England's Premier League has kicked off with some unfamiliar faces hogging the limelight and some intriguing storylines to follow.

It is traditional that the early exchanges of the season see some lesser lights have their day and the first weekend saw Fulham, Swansea and West Brom in the top three positions.

Premier League


Martin Jol's team sat atop the tree courtesy of a 5-0 thumping of Norwich City at Craven Cottage. West Brom welcomed Brendan Rodgers to the Liverpool helm by beating the Reds 3-0 at the Hawthorns but Swansea produced the day's most eye-opening scoreline winning 5-0 at QPR.
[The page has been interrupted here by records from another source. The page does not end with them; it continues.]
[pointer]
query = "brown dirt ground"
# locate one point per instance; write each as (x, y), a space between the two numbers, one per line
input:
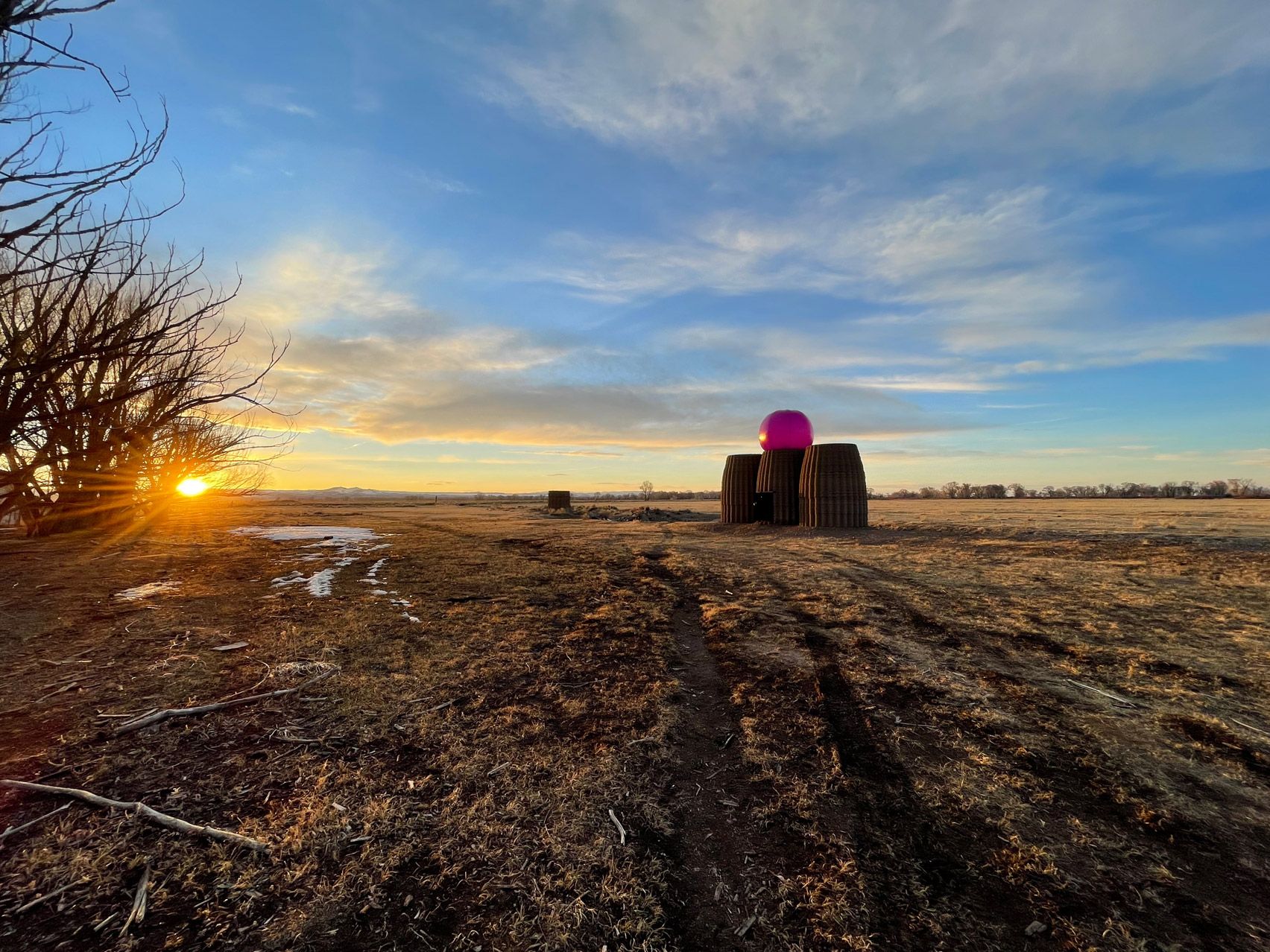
(1029, 725)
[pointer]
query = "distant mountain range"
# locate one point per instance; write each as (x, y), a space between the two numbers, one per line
(358, 493)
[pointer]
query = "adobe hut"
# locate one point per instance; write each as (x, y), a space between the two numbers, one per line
(776, 486)
(832, 492)
(739, 477)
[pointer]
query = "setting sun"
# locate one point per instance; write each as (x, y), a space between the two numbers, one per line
(193, 486)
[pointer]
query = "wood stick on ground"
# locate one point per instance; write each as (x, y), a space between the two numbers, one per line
(622, 831)
(171, 712)
(140, 901)
(1119, 699)
(12, 831)
(133, 806)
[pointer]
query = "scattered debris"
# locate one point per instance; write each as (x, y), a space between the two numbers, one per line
(171, 712)
(149, 589)
(622, 831)
(1116, 699)
(47, 896)
(12, 831)
(135, 806)
(140, 901)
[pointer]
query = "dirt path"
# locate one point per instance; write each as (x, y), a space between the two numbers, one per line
(724, 865)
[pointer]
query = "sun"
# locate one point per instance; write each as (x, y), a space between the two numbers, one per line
(193, 486)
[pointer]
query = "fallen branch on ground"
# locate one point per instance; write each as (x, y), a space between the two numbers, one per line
(140, 903)
(171, 712)
(133, 806)
(47, 896)
(1119, 699)
(12, 831)
(622, 831)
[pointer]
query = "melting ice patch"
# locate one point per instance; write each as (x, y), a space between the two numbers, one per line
(347, 541)
(328, 535)
(150, 588)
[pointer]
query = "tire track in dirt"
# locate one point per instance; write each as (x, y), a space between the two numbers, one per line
(721, 863)
(1066, 769)
(907, 858)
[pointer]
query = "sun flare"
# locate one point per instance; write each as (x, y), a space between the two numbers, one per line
(193, 486)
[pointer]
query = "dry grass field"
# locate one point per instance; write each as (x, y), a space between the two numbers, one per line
(1034, 725)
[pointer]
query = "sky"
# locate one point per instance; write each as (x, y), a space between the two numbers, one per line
(530, 244)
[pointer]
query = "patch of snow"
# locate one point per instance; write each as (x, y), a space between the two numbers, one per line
(150, 588)
(329, 535)
(319, 583)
Michael Laudrup's first game in charge of the Swans could not have gone much better, and the Great Dane's exodus in English football promises much. Mark Hughes' side, however, must recover from this knock-out blow. Rangers are still following a dream with the Mittal family, the country's richest and one of the world's top ten wealthiest families, owning a third of the club.

QPR have acquired ten players for this campaign and are pressing ahead with their bid to build a 45,000-seat arena on a new site in West London.

West Ham returned to the top flight with a 1-0 home win over Aston Villa, though this season should be more about goings-on off-field as they resume their fight to take over London's Olympic Stadium after the Paralympic Games have finished.

Newcastle handed defeat to Andre Villas-Boas in his first match as Tottenham boss but their own manager Alan Pardew will face the F.A. music having pushed a linesman in anger during the game.

Arsenal, minus the Man Utd-bound Robin Van Persie, could only draw 0-0 at home to Sunderland and another season in the wilderness for London's biggest team beckons. The angst was evident on Arsene Wenger's face as the barren spell of the past few seasons continues.

United themselves lost their opening game 1-0 at Everton and a goal from Marouane Fellaini.

Another Belgian, Eden Hazard, has taken to the Premier League like a duck to water and is already a prospect for player of the season. European champions Chelsea, whose win last night against Reading takes them temporarily to the top, look an interesting proposition with Fernando Torres now top dog following Didier Drogba's departure, and Hazard, Juan Mata and new signing Oscar promising a formidable attacking triangle behind him.

Reigning champions Manchester City began their title defence with a narrow 3-2 win at home to new boys Southampton, and their awesome squad still has the deepest reserves of talent to call upon.

How City will fare with UEFA's Financial Fair Play rules is another matter. The FFP allows for a £35.5m operating loss over two seasons beginning next campaign, but in 2010-11 City posted a deficit of around seven times that. Will this be the last time a spending-spree buys the title?

England is still recovering from its Olympics hangover and football has yet to catch the imagination again. London 2012 was still on when the Community Shield kicked off the season to a less than sold-out crowd at Villa Park.

With talented players like Clint Dempsey and Luka Modric moping on the sidelines while their agents and clubs squabble over big-money moves, the contrast with the clean-living Olympians and the universally happy and positive atmosphere engendered by other sports taking place has been noticed by everyone.